SQL Operations for Sync

  • DML: INSERT, UPDATE, DELETE

    tip

    When MySQL is used as a target database, you can configure write policies through advanced settings in the task node: for insert conflicts, you can choose to update or discard; for update failures, you can choose to insert or just log the errors.
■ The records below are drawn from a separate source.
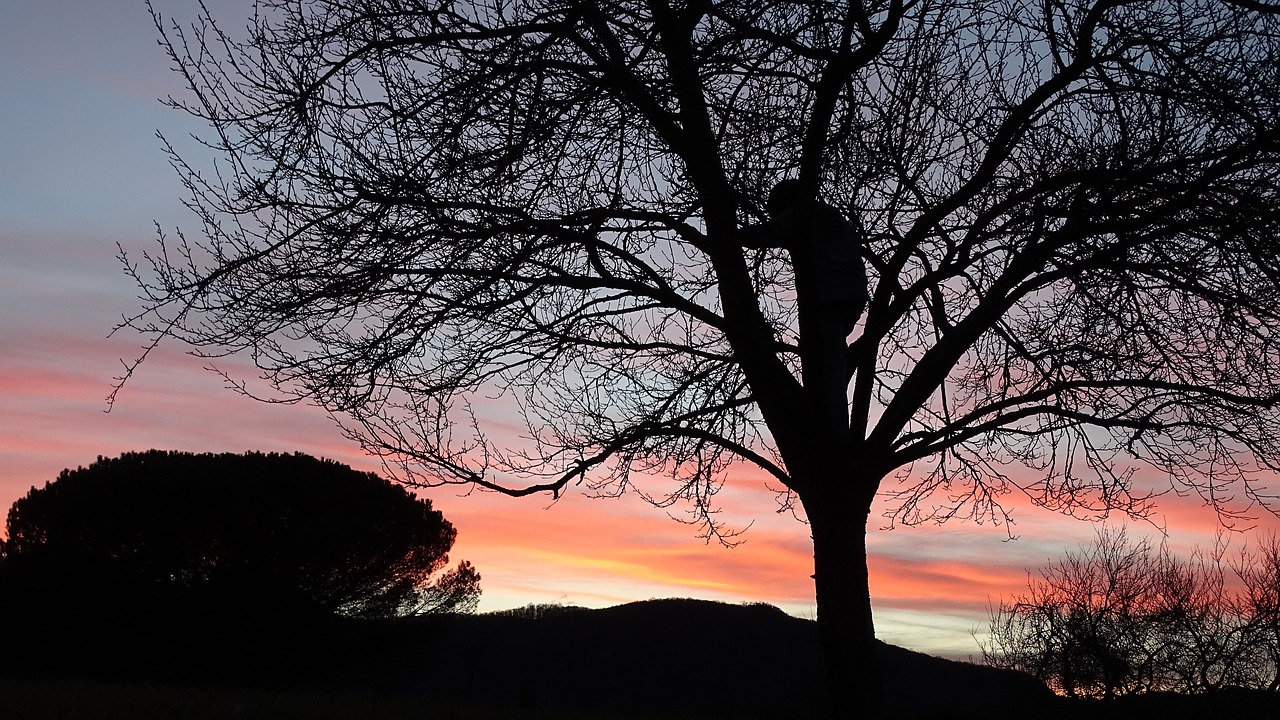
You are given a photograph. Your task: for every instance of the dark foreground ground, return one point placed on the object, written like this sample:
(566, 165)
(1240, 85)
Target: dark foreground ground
(670, 660)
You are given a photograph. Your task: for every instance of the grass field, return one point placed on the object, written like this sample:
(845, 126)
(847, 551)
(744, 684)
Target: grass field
(92, 700)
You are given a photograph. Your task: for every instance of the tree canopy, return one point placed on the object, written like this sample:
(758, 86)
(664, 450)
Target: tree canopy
(1069, 212)
(234, 534)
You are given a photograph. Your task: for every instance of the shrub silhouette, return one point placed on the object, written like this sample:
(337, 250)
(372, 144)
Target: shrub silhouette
(245, 536)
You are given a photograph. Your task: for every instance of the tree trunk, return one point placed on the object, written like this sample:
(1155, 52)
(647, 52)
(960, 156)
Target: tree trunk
(853, 682)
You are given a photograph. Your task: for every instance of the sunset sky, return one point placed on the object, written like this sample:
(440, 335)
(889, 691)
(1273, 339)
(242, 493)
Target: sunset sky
(82, 171)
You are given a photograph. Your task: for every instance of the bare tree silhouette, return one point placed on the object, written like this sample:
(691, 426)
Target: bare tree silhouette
(1069, 210)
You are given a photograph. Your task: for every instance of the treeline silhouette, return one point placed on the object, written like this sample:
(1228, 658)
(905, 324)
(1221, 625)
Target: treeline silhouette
(1123, 618)
(170, 566)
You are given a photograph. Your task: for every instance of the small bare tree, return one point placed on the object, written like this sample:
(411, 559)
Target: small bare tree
(1121, 618)
(1069, 210)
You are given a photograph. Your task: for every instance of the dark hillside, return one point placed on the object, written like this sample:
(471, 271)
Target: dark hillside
(698, 657)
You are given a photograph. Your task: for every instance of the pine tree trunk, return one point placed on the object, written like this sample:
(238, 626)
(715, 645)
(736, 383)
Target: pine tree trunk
(851, 670)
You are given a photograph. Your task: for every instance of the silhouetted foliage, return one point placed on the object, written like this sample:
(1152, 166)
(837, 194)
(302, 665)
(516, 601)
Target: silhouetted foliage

  • DDL: ADD COLUMN, CHANGE COLUMN, DROP COLUMN, RENAME COLUMN

Considerations

  • Incremental data capture is mainly achieved through parsing the binlog, which may consume CPU and disk I/O resources if there are frequent data changes.
  • In MySQL 5.6 and earlier versions, preprocess negative values for the TIME type (e.g., convert to a legal positive value) to avoid issues with incremental data capture.
  • For some data sources based on the MySQL kernel, using schemas or functions not supported by native MySQL might cause errors in incremental data capture. In such cases, please contact TapData Support for assistance.

Preparation

As a Source Database

  1. Log in to the MySQL database and execute the following commands to create an account.
CREATE USER 'username'@'host' IDENTIFIED BY 'password';
  • username: Enter user name.
  • password: Enter password.
  • host: Enter the host that can be accessed by the account, percent (%) means to allow all host.
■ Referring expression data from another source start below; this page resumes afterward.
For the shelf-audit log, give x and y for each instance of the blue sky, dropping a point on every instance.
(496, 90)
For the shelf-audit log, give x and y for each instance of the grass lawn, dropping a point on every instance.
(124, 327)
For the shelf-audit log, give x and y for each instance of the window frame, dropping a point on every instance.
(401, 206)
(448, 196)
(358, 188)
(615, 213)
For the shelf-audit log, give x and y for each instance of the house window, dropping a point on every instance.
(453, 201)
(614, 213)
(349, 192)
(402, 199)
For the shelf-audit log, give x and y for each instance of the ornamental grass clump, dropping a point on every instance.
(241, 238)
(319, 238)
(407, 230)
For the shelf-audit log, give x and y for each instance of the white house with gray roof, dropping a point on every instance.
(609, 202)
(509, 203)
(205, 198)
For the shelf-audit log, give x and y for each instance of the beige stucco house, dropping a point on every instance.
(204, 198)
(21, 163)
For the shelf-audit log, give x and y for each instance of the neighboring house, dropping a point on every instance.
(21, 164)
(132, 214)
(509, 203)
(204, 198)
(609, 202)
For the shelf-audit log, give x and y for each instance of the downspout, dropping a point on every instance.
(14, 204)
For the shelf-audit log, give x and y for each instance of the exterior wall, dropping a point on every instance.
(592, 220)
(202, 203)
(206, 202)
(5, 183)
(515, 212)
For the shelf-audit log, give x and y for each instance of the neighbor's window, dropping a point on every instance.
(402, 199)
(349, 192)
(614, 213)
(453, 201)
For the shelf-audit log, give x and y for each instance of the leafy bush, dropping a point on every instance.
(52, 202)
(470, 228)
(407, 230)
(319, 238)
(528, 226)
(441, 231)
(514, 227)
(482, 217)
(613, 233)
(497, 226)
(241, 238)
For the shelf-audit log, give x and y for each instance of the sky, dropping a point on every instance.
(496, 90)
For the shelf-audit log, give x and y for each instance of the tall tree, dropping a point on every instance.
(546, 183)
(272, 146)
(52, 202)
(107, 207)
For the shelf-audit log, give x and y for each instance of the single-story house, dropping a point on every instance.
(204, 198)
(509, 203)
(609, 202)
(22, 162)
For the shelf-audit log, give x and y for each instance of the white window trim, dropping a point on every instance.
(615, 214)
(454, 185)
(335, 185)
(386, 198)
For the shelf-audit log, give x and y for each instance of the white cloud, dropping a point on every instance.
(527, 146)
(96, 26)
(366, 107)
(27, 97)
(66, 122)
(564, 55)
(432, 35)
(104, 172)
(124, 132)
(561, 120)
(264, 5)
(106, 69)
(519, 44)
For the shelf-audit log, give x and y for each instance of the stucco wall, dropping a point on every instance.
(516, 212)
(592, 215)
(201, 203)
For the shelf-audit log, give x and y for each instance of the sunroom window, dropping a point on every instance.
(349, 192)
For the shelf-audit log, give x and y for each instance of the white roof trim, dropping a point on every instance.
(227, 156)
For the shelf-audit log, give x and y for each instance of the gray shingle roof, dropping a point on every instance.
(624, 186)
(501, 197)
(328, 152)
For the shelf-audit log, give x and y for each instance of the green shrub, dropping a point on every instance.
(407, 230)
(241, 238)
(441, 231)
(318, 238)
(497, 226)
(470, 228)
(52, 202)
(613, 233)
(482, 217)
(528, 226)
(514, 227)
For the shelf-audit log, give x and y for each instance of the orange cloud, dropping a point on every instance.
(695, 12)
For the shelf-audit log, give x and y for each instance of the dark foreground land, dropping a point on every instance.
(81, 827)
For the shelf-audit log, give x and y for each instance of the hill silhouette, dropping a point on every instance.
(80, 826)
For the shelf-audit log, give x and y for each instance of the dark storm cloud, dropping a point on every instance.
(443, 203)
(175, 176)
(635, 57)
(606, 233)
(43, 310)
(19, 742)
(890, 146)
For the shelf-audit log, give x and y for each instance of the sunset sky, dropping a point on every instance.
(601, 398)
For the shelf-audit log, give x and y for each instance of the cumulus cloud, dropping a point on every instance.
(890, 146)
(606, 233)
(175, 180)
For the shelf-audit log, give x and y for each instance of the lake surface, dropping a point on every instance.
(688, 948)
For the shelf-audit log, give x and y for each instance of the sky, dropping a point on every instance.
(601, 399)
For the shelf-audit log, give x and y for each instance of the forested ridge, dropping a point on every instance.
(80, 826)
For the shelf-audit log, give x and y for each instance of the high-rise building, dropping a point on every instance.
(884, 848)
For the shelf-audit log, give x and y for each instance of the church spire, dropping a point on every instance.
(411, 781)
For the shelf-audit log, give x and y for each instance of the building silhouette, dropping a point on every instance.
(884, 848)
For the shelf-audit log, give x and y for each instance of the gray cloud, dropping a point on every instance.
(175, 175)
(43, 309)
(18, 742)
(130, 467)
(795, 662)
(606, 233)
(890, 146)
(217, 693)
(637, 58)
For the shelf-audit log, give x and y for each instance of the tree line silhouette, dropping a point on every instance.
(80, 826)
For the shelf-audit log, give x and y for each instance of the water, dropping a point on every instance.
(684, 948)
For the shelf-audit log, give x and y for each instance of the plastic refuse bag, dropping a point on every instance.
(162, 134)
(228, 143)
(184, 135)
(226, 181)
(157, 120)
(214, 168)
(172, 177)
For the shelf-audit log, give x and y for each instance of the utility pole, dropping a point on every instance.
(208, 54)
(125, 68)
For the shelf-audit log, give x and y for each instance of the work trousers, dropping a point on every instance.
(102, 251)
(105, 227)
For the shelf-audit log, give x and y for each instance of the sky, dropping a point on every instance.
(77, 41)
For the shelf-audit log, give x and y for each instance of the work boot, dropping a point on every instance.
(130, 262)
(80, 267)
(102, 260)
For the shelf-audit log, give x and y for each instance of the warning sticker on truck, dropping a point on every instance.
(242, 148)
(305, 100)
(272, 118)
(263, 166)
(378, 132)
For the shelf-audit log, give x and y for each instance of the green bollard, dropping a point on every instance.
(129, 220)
Example: Create an account named tapdata:

CREATE USER 'tapdata'@'%' IDENTIFIED BY 'yourpasswd';
  1. Grant permissions to the account that we just created, we recommend setting more granular permissions control based on business needs.
-- Grant read permissions for the specified database
GRANT SELECT ON database_name.* TO 'username' IDENTIFIED BY 'password';
  • database_name: The name of the database to grant permissions.
  • username: Enter user name.
  • password: Enter password.
  1. To ensure that the incremental data of the MySQL database can be read, you need to follow the steps below to turn on Binlog.

    1. Use the vim command to modify the configuration in $MYSQL_HOME/mysql.cnf, for example:

      server_id         = 223344
      log_bin = mysql-bin
      expire_logs_days = 1
      binlog_format = row
      binlog_row_image = full
      • server_id: Set to an integer greater than 0, this value must be unique per server and replication client.
      • log_bin: The base name of the Binlog sequence file.
      • expire_logs_days: The number of days to retain binary log files, automatically deleting them upon expiration.
      • binlog_format: Set to row.
      • binlog_row_image: Set to full.
    2. After modification, restart the MySQL service with the following command:

      /etc/init.d/mysqld restart
    3. (Optional) Log in to the MySQL database and execute the following command to confirm that the configuration has taken effect, that is, in the output result, the value of the binlog_format is ROW.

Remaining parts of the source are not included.